One half of this show is funny, the other is tragic. Both are magnificent.
The actor has adapted into a one-man show two short stories by Julian Barnes. These tales of eccentricity describe people at the end of their lives looking back at the quirks of fortune which made them. Mostly, they meet their trouble half-way.
In the first story, Vigilance, the character is an ardent concert goer, a worshiper of classical music to the exclusion of all reason. He develops increasingly extravagant strategies to stop other members of the audience rustling their programmes, whispering to companions and above all coughing. He has become more sensitive to these interruptions than he is to the music.
He begins by poking the man sitting in front of him in the back with three sharp fingers. He upgrades this to tracking people down in the interval to hand out sarcastic cough sweets. Then realises that these people don’t get the message. They think he is merely being kind.
Kind! He wants to have them banned from the concert halls, if not hanged by the neck until they are dead. Finally, he is driven to commit a satisfying act of violence.
But wait, sadness is the underside of anger. We learn that at home our frustrated music fan has an estranged lover who has no sympathy for his exasperation. The lover has long ago stopped accompanying him to concerts – or to bed.
The lover says dismissively, why go to hear live music if it enrages him so. Why not stay at home and listen to CDs.
The lover is angry at life too – for a different reason.
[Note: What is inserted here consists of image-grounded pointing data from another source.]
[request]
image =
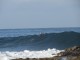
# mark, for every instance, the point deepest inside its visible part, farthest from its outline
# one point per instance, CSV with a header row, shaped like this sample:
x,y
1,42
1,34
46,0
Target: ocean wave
x,y
7,55
42,41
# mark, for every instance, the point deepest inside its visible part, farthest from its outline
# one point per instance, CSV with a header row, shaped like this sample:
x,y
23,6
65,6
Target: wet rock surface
x,y
74,51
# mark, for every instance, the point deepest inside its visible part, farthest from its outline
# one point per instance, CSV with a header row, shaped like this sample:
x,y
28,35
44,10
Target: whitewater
x,y
8,55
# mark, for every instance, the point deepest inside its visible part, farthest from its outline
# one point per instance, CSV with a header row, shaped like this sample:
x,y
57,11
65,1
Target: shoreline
x,y
72,53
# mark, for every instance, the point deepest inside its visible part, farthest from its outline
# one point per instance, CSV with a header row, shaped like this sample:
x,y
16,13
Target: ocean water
x,y
36,43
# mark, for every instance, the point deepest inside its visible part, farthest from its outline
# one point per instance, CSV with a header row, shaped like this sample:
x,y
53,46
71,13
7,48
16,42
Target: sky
x,y
39,13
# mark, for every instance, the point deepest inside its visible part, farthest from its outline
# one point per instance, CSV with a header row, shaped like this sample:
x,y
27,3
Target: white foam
x,y
7,55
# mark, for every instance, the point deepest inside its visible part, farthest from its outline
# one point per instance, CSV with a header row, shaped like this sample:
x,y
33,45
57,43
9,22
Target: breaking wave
x,y
40,42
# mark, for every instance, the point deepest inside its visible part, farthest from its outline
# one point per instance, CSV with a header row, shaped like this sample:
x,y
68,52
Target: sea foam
x,y
8,55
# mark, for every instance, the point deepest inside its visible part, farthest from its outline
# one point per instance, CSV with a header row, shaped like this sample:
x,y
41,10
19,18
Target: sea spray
x,y
7,55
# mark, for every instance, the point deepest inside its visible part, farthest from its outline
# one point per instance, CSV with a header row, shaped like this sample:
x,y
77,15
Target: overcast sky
x,y
39,13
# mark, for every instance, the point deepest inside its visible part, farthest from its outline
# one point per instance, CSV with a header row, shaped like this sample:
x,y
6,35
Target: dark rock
x,y
74,51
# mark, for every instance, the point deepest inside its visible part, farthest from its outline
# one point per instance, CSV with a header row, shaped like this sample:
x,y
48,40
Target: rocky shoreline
x,y
72,53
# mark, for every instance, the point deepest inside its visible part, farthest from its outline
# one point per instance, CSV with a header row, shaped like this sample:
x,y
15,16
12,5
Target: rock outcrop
x,y
74,51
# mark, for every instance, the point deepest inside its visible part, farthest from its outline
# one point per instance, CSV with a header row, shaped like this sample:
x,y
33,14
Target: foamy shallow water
x,y
7,55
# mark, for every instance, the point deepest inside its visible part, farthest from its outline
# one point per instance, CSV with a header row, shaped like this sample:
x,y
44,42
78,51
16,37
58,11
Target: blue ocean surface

He cycles across London every day to his job in the furniture section at the V&A. He too is venomous - at motorists and other road users. He yells out the C-word. He bends back wing mirrors and thumps on the roofs of cars.
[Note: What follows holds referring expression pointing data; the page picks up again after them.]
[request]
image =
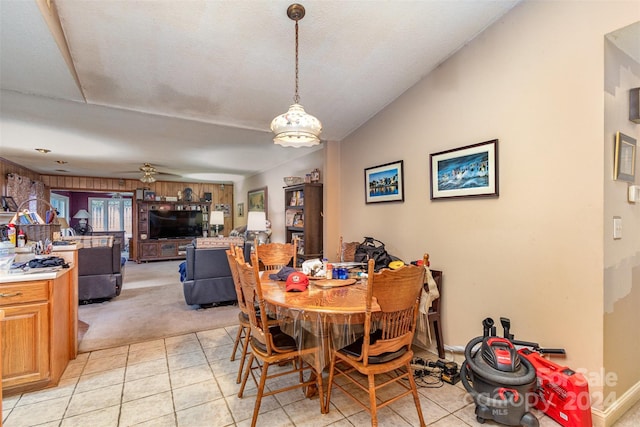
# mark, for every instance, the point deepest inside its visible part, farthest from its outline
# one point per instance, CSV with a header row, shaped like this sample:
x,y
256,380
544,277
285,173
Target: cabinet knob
x,y
17,294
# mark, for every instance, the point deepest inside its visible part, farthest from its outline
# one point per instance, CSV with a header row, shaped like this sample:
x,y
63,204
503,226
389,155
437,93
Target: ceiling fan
x,y
150,173
147,173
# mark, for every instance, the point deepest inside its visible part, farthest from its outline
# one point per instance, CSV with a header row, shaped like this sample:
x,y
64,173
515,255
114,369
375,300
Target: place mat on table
x,y
333,283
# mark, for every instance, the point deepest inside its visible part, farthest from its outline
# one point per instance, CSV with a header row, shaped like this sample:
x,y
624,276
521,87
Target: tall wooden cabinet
x,y
149,249
303,218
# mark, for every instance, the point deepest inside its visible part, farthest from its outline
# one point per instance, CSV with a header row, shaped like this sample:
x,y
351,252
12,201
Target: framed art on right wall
x,y
470,171
624,166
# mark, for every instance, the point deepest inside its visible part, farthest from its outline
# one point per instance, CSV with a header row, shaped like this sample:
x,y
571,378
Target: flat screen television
x,y
166,224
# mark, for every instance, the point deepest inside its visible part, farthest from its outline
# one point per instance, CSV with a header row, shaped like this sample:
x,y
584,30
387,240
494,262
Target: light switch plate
x,y
617,227
634,193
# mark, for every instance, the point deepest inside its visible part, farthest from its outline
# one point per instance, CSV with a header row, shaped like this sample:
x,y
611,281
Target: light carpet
x,y
150,306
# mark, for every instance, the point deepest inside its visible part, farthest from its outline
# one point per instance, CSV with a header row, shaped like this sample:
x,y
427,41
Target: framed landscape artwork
x,y
624,167
8,204
257,200
470,171
384,183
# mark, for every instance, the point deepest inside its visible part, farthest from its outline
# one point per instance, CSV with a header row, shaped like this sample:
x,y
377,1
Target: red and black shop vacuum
x,y
501,382
499,379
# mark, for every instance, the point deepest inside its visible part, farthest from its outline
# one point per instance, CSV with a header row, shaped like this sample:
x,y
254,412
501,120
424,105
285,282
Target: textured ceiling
x,y
192,86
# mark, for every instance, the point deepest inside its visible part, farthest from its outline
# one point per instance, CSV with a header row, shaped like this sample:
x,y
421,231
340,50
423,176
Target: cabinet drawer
x,y
20,293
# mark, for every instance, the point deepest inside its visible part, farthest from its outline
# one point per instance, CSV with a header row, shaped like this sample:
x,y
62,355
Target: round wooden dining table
x,y
327,314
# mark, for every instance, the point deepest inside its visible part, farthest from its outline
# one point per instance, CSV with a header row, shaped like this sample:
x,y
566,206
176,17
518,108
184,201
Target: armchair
x,y
208,278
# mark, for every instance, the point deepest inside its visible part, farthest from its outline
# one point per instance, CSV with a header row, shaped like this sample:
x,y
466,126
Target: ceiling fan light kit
x,y
148,171
296,128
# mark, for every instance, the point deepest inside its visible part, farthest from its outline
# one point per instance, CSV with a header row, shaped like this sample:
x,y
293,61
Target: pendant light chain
x,y
296,97
296,128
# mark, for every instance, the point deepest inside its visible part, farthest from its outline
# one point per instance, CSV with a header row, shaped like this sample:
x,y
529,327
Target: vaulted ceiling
x,y
192,86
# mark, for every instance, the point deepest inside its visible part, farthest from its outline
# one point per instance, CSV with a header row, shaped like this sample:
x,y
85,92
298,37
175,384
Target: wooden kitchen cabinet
x,y
39,330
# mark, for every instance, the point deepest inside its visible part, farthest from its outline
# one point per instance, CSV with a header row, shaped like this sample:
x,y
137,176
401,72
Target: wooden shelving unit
x,y
303,219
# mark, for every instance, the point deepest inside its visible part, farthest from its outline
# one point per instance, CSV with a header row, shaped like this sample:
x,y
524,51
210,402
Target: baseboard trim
x,y
614,412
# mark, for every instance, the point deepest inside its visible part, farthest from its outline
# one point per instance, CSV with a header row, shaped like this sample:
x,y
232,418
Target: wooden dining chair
x,y
274,256
269,346
385,347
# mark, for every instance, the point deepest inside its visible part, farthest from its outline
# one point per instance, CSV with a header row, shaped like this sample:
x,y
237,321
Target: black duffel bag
x,y
374,249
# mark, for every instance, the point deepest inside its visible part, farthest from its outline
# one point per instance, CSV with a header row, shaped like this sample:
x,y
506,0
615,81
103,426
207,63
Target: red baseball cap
x,y
297,282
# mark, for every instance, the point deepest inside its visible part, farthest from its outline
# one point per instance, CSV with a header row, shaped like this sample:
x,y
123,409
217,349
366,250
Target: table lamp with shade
x,y
257,227
217,221
83,226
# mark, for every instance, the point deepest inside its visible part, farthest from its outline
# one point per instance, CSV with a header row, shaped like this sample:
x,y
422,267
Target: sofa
x,y
100,268
206,277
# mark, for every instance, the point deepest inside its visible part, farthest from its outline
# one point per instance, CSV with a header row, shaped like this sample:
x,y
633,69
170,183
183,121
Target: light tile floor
x,y
189,381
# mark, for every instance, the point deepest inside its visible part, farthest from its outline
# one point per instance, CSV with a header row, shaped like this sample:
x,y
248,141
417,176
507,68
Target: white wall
x,y
535,254
621,257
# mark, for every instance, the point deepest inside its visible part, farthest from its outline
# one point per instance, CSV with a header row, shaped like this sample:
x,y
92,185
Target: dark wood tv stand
x,y
147,249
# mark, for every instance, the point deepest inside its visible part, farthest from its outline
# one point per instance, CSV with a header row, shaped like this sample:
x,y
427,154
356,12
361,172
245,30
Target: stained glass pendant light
x,y
296,128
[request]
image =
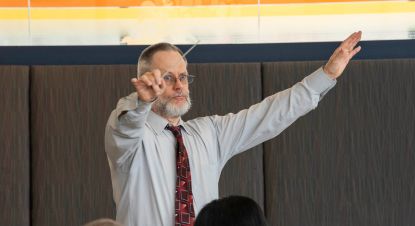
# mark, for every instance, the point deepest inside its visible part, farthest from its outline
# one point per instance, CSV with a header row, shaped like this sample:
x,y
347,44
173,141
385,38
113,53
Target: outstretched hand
x,y
342,55
149,86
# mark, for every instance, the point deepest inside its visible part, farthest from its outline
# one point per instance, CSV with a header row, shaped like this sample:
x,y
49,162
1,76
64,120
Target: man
x,y
145,136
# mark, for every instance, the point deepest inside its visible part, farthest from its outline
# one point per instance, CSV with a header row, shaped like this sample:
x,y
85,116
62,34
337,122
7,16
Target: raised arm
x,y
126,124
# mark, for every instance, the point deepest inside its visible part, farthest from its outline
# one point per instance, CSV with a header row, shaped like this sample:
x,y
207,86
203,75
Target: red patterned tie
x,y
185,215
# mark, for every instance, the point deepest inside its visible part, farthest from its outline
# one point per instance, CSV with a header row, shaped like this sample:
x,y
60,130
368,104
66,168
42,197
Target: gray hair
x,y
145,59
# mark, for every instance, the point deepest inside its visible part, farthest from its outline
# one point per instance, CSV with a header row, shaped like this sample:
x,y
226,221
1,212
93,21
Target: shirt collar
x,y
159,123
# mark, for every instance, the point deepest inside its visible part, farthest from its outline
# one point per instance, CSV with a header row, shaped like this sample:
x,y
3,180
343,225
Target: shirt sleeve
x,y
265,120
125,129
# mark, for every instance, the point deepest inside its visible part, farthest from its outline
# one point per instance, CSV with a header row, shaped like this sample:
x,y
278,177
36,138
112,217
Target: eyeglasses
x,y
171,80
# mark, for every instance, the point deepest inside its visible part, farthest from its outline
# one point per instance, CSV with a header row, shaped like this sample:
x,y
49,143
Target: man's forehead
x,y
169,61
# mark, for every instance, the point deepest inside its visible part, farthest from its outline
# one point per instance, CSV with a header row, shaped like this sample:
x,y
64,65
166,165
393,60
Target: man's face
x,y
175,101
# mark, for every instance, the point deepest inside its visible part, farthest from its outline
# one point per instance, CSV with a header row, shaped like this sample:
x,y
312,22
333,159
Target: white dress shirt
x,y
141,152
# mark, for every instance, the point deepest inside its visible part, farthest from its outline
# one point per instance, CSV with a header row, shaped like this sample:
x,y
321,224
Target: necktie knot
x,y
174,129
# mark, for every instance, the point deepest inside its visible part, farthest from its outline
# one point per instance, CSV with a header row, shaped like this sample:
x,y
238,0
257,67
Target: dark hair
x,y
144,61
231,211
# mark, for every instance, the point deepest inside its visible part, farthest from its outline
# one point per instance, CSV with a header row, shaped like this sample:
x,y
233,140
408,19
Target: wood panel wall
x,y
14,146
348,162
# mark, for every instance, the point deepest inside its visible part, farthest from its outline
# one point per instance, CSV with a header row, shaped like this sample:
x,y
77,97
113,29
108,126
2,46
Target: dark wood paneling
x,y
70,106
14,146
350,161
221,89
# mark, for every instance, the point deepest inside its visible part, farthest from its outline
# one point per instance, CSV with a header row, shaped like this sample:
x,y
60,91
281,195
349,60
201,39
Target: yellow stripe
x,y
13,14
141,13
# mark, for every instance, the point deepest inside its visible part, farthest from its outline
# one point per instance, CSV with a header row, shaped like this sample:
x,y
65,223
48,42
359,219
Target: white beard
x,y
165,108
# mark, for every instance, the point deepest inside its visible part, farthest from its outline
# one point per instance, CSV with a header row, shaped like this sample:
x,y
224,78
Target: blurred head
x,y
231,211
103,222
175,101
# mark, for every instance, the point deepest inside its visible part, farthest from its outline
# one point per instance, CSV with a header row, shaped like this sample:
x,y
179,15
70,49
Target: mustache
x,y
179,95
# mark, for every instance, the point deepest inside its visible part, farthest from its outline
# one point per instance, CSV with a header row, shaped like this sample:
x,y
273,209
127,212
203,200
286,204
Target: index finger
x,y
352,40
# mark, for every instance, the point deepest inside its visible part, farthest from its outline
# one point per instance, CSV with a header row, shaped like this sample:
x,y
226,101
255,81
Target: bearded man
x,y
164,170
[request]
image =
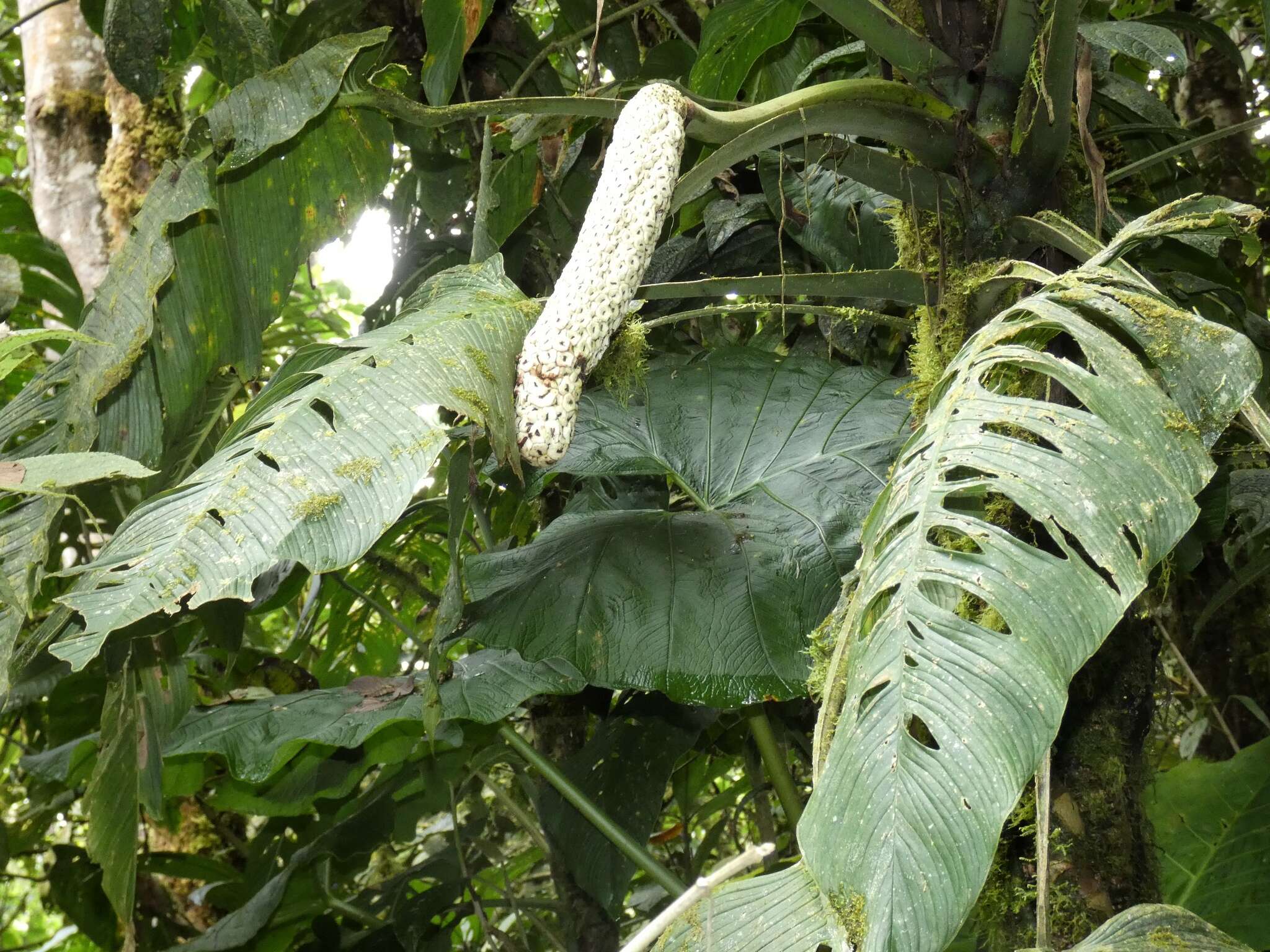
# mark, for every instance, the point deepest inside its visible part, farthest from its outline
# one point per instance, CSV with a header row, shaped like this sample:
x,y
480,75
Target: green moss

McDiarmid’s velvet voice peoples the stage when he tells a story. We see the characters he describes – and when they swear it is so elegantly voiced that the audience cannot help but laugh. There is a great deal of humour in the detail of this brilliantly well-observed, poignant tale.
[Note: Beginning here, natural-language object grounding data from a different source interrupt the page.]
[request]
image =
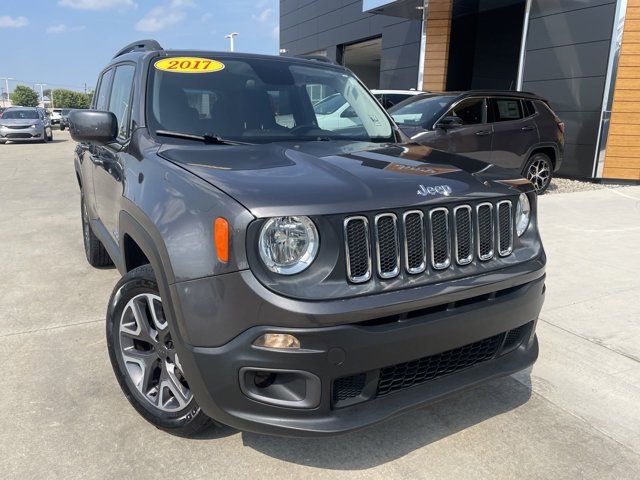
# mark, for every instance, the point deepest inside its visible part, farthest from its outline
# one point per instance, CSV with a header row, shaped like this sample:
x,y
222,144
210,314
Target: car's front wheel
x,y
539,170
144,358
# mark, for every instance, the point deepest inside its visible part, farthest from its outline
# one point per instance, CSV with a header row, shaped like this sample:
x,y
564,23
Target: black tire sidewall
x,y
533,158
184,422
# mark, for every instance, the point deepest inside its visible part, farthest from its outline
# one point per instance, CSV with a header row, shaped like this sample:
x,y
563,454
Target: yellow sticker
x,y
189,65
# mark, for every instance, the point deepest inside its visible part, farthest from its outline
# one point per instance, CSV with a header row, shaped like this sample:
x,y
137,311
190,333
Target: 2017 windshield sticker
x,y
189,65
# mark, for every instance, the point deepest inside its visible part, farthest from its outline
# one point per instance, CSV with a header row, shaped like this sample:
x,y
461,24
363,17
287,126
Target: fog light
x,y
277,340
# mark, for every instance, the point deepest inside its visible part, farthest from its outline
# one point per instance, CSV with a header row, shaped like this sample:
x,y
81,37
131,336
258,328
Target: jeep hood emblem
x,y
435,190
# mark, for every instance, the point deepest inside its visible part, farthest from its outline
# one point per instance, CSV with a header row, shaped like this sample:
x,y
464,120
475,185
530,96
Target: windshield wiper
x,y
209,138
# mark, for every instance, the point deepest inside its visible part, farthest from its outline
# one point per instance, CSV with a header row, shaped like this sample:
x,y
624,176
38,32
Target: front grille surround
x,y
440,237
387,245
485,231
353,275
428,240
505,232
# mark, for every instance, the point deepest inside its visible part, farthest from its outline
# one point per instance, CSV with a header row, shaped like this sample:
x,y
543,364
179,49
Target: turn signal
x,y
277,340
221,238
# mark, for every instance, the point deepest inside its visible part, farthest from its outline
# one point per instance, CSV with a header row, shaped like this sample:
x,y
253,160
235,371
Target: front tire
x,y
539,171
95,252
144,359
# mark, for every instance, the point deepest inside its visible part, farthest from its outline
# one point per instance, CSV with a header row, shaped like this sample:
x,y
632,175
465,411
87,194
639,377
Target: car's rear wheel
x,y
144,358
95,252
539,171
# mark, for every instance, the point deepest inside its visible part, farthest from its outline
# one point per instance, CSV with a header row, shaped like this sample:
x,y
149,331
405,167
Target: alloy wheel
x,y
539,173
148,353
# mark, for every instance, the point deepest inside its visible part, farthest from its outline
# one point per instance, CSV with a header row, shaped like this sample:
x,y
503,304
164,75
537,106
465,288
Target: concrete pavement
x,y
62,415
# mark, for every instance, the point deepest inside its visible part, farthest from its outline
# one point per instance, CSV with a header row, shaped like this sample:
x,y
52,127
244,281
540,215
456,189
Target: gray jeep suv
x,y
283,278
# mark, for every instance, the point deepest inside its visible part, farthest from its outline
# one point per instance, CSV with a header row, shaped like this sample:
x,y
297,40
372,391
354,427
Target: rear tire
x,y
95,252
144,360
539,171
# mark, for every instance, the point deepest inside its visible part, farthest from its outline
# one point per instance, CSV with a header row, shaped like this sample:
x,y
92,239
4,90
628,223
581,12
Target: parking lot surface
x,y
62,415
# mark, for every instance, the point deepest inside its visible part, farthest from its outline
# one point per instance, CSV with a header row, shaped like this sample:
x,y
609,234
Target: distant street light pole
x,y
41,92
230,37
6,84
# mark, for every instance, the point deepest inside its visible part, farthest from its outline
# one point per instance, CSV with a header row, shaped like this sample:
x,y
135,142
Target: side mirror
x,y
349,113
449,122
92,126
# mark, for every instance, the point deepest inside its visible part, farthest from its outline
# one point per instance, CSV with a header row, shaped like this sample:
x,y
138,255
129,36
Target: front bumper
x,y
22,134
217,375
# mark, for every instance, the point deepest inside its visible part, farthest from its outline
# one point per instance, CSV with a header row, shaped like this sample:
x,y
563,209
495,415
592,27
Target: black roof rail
x,y
317,58
140,45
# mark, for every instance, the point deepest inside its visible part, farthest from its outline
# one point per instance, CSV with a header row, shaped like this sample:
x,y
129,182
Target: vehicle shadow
x,y
399,436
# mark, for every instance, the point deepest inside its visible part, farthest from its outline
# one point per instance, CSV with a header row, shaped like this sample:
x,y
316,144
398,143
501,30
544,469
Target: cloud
x,y
164,16
60,28
263,16
97,4
10,22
The second story, called Silence, opens with a piece of Sibelius’s music. Sibelius spent the last 30 years of his life failing to compose an eighth symphony – getting increasingly angry at being asked about it. His closest companion now is whiskey.
McDiarmid’s characterisation doesn’t just change for the second story. This is metamorphosis. His first character is jauntily and self-righteously annoyed, a little bit twitchy, but he still has hope - his second is entirely disillusioned.
The collection is called The Lemon Table because we are told that in Chinese culture, the lemon is the symbol of death and Sibelius tells us the lemon table is a table at a restaurant where it is customary – expected even - to talk about death.
When the end comes it is shocking – a climax to one of the most powerful performances you will see today.